Les experts attribuent cette particularité française – et l’inertie politique qui prévaut – aux intérêts particuliers d’un secteur agricole bien établi qui reste largement réfractaire au changement.
Ils pointent également du doigt des considérations géopolitiques profondément enracinées dans le passé colonial du pays.
Une bombe à retardement
Moins connu que d’autres métaux lourds comme le plomb ou le mercure, le cadmium est classé comme cancérigène avéré par le Centre international de recherche sur le cancer. L’Union européenne le qualifie également de « toxique pour la reproduction ».
En juin de l’année dernière, un groupe de médecins français a écrit au Premier ministre ainsi qu’aux ministres de la Santé, de l’Agriculture et de l’Écologie, avertissant que l’exposition au cadmium constituait une « bombe à retardement pour la santé publique ».
Ce métal toxique se propage dans le sang et s’accumule dans les reins et le foie, se déposant également sur le pancréas, les poumons et les os, explique Pierre Souvet, cardiologue et président de l’Association française pour la santé et l’environnement (AESF).

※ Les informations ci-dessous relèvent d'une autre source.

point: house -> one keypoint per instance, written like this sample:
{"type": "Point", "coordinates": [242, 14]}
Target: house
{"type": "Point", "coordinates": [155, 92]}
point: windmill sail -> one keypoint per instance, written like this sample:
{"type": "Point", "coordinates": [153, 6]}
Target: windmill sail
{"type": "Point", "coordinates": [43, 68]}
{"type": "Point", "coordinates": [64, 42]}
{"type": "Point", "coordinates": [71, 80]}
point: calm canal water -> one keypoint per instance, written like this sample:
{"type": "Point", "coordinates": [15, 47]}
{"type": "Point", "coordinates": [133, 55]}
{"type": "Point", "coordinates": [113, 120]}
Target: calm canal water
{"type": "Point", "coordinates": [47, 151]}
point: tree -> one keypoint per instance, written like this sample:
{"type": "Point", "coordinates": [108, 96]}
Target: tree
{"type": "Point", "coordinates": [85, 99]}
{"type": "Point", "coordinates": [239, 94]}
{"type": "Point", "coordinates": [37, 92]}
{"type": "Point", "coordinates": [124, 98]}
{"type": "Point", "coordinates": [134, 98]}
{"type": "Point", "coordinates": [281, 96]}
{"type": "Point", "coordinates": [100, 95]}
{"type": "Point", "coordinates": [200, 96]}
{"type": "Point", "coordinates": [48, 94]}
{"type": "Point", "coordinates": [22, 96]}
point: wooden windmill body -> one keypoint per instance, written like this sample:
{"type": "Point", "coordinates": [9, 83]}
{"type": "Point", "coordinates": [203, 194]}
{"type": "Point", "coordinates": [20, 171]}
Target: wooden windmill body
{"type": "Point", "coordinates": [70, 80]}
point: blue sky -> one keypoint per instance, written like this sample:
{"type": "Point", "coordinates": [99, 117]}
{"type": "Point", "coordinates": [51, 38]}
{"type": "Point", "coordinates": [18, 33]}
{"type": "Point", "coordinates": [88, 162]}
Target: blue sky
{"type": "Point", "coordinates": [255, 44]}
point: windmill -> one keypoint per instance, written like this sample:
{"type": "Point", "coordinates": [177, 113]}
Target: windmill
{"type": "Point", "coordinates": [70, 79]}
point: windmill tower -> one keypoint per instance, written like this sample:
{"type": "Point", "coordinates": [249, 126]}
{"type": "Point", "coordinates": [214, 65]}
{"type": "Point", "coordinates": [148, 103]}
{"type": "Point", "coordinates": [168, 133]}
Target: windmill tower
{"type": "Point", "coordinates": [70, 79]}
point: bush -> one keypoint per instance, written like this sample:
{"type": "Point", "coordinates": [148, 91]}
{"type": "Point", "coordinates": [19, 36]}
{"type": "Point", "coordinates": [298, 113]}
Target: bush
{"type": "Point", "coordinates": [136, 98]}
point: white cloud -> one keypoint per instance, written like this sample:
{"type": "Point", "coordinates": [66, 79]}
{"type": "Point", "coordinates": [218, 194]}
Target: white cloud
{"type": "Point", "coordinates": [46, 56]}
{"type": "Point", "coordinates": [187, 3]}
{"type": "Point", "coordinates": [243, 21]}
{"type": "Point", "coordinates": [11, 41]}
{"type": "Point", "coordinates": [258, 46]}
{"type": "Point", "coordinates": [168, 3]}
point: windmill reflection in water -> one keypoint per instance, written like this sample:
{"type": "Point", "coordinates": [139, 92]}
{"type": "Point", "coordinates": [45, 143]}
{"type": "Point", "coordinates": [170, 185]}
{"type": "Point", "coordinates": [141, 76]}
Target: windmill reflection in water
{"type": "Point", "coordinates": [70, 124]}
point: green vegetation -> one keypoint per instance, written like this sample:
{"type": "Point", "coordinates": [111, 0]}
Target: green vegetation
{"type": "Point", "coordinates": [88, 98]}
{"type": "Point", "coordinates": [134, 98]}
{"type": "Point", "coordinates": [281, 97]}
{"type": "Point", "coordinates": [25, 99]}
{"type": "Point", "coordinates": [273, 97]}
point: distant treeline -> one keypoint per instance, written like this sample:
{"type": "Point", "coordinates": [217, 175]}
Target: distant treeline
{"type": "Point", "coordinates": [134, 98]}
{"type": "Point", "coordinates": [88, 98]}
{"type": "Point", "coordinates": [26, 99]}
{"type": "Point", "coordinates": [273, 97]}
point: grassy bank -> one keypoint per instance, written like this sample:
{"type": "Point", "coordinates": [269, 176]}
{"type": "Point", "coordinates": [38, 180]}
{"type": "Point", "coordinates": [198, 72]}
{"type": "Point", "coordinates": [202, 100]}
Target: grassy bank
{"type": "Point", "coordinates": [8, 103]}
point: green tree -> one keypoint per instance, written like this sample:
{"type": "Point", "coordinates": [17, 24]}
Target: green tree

« Il provoque des troubles neurologiques et reproductifs, augmente les risques cardiovasculaires et entraîne une fragilité osseuse allant de l’ostéoporose à des fractures multiples », explique M. Souvet. « Il augmente également le risque de cancer, en particulier de cancer du pancréas ou du poumon. »
Le cadmium peut également se substituer à des minéraux essentiels dans l’organisme, provoquant des carences en fer et en calcium auxquelles les femmes et les enfants sont particulièrement vulnérables.
Bien que cette substance soit naturellement présente dans l’environnement, sa concentration peut être considérablement augmentée par l’activité humaine – en particulier l’agriculture, par l’épandage d’engrais phosphatés chargés en cadmium pour favoriser la croissance des cultures.
Un calendrier « criminel »
L’origine de ces engrais est l’une des raisons pour lesquelles les sols français sont particulièrement contaminés, le secteur agricole français ayant historiquement dépendu des importations en provenance du Maroc et de la Tunisie, où le phosphate est naturellement riche en cadmium.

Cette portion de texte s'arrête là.